Stellantis und Foxconn wollen digitale Cockpits entwickeln

Autokonzern und Elektronikspezialist wollen in Joint Venture "bahnbrechende" digitale Cockpits und vernetzte Dienste entwickeln - auch für Dritte. Ergänzung zu Google beim autonomen Fahren.

Mobil im Mobil: Mehr Connectivity an Bord will das neue Joint-Venture zwischen Stellantis und Foxconn ermöglichen, im Stile des zur CES präsentierten Airflow-Vision-Konzepts. | Foto: Stellantis
Mobil im Mobil: Mehr Connectivity an Bord will das neue Joint-Venture zwischen Stellantis und Foxconn ermöglichen, im Stile des zur CES präsentierten Airflow-Vision-Konzepts. | Foto: Stellantis
Johannes Reichel

Der Automobilkonzern Stellantis und der taiwanesische Elektronikspezialist und Apple-iPhone-Produzent Foxconn haben eine vorerst unverbindliche Absichtserklärung zur Gründung des Unternehmens "Mobile Drive" bekannt gegeben. Das in den Niederlanden angesiedelte 50/50-Joint-Venture ziele darauf ab, Entwicklungszeiten zu beschleunigen, um innovative Benutzererfahrungen im Fahrzeug zu ermöglichen. Man wolle die Kundenerwartungen in Sachen Unterhaltungselektronik, HMI-Schnittstellen und Dienstleistungen übertreffen, so die ambitionierte Ansage.

Mobile Drive stellt aus Stellantis-Sicht die logische Ergänzung zur Zusammenarbeit mit Google beim autonomen Fahren dar und soll die globale Expertise von Stellantis in Entwicklung und Design von Fahrzeugen mit der weltweiten Entwicklung von Foxconn in den sich schnell verändernden Soft- und Hardware-Bereichen von Smartphones und Unterhaltungselektronik vereinen, heißt es weiter. Mit dieser Kombination sieht man das Unternehmen an der Spitze der weltweiten Bemühungen, neue Dimensionen für Informations- und Unterhaltungsmöglichkeiten im Fahrzeuginnenraum zu schaffen. Im Gespräch sind auch Features wie Personalisierung des Cockpits über biometrische Erkennung.

„Heutzutage gibt es etwas, das genauso wichtig ist wie schönes Design oder innovative Technologie – und zwar, wie die Funktionen im Fahrzeuginneren das Leben unserer Kunden verbessern.
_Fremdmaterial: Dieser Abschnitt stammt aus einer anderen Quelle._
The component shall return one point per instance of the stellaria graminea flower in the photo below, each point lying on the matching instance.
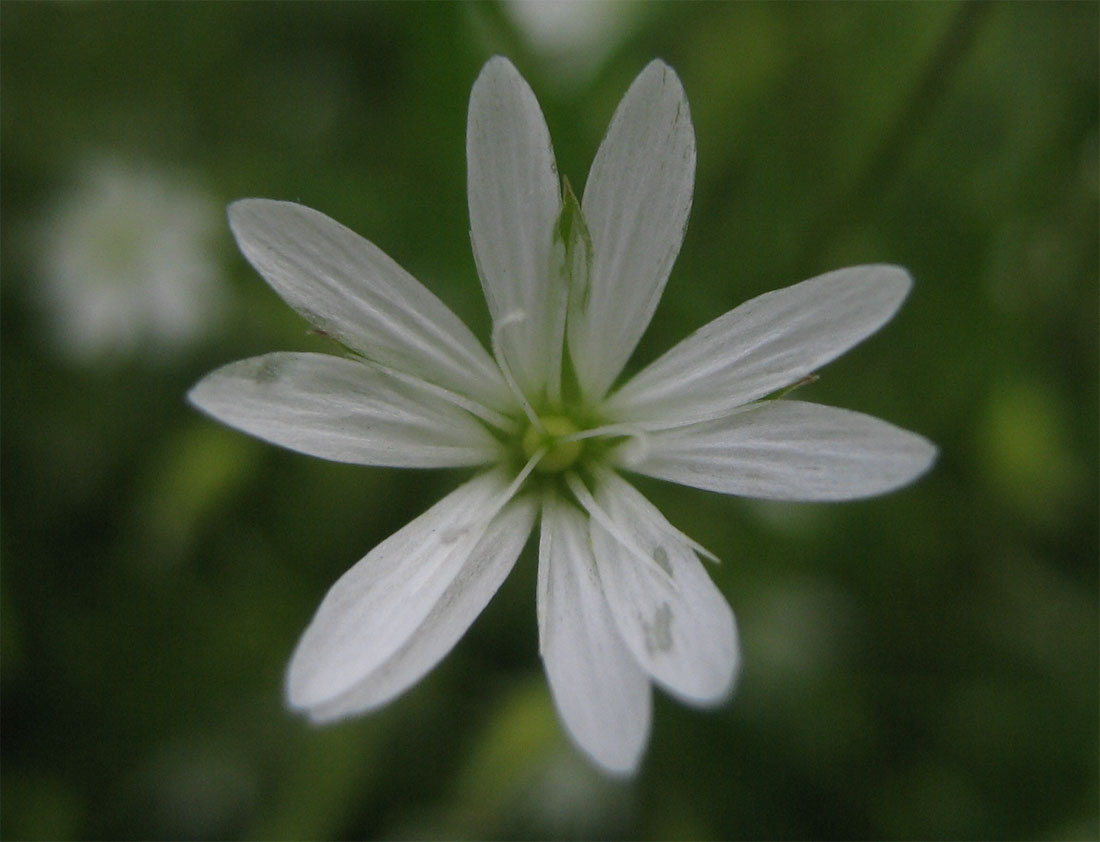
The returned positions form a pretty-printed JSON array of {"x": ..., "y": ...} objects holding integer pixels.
[{"x": 623, "y": 600}]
Software ist ein strategisches Thema für unsere Branche. Dies markiert die nächste große Evolution unserer Branche, so wie es die Elektrifizierung getan hat", erklärte Carlos Tavares, Chief Executive Officer von Stellantis.

Man wolle jetzt schnell sein und die Expertise der Tech-Unternehmen nutzen, erklärte Stellantis-Software-Chef Yves Bonnefont. Das Gemeinsschaftsunternehmen soll als Automobilzulieferer tätig werden und im Wettbewerb um die Lieferung von Softwarelösungen und zugehöriger Hardware an Stellantis und andere interessierte Fahrzeughersteller treten, wie es weiter heißt. Man werde sich auf die Entwicklung von Infotainment-, Telematik- und Cloud-Service-Plattformen konzentrieren, mit Software-Innovationen wie KI-basierten Anwendungen, 5G-Kommunikation, verbesserten Over-the-Air-Diensten, E-Commerce-Möglichkeiten und Smart Cockpit-Integrationen. Foxconn und Stellantis arbeiteten bereits bei der Entwicklung des Airflow-Vision-Designkonzepts zusammen, das auf der CES, der einflussreichsten Technologie-Fachmesse der Welt, vorgestellt wurde.

Leichterer Zugang zum chinesischen Markt

Intention der Kooperation ist aus Stellantis-Sicht aber auch, dass man über die starke Marktstellung von Foxconn in China endlich Fuß fassen könnte. Foxconn erweitert sein Portfolio über das Handygeschäft hinaus und hatte jüngst Kooperationen mit Byton und Fisker im Automobilbereich geschlossen. Zudem könnte über die Verflechtung von Foxconn und Apple am Ende doch noch eine Auto-Allianz im Apple-Imperium entstehen, wo man ja schon lange über ein "Apple-Car" spekulierte.